Spain is no stranger to bad art restoration. In 2012, the notoriously terrible – and now widely-loved – restoration of a fresco of Jesus Christ, in the northern town of Borja, became a viral sensation, known as “monkey Christ”. More recently, an effigy of St George in Estella won the mocking nickname “Tintin St George” on account of its uncanny resemblance to the comic book character.
There is now a new addition to the pantheon of bad Spanish restorations, a niche but important canon.
The town of Palencia, in northern Spain, attempted to restore a statue of a smiling woman, surrounded by livestock, that adorned the side of an early 20th century building.
As you can see, the results are… mixed. Given that the viral fame of “monkey Christ” led to a significant tourism boost for Borja, it’s enough to make you wonder: is this restoration deliberately bad?

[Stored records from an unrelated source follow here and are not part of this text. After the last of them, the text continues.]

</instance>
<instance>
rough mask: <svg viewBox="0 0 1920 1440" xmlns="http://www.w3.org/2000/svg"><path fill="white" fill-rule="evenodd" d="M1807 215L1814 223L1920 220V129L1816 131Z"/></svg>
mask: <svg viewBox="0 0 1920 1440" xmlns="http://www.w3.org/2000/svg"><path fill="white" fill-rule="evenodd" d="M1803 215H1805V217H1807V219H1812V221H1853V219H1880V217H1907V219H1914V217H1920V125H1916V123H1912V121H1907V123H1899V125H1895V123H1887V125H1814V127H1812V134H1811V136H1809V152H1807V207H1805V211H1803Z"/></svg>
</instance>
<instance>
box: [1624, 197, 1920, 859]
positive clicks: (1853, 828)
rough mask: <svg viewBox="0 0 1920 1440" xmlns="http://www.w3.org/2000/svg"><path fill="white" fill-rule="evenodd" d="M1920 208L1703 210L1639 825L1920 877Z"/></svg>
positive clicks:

The statue has been met with widespread mockery on social media, with many suggesting the new version resembles Donald Trump. This seems like a bit of a stretch; really, it more closely resembles a generic paper mâché head that a seven-year-old would make in a primary school art class.
The reaction in Palencia itself has been particularly damning. One resident posted on Facebook, “I’m sure whoever did it got paid for it. But the bigger crime was committed by the person who commissioned it and then tried to carry on as though nothing was wrong.” He added, “It looks like a cartoon character.”
Hopefully, the money brought in via this new ironic tourist attraction will, in time, soothe Palencia’s anger.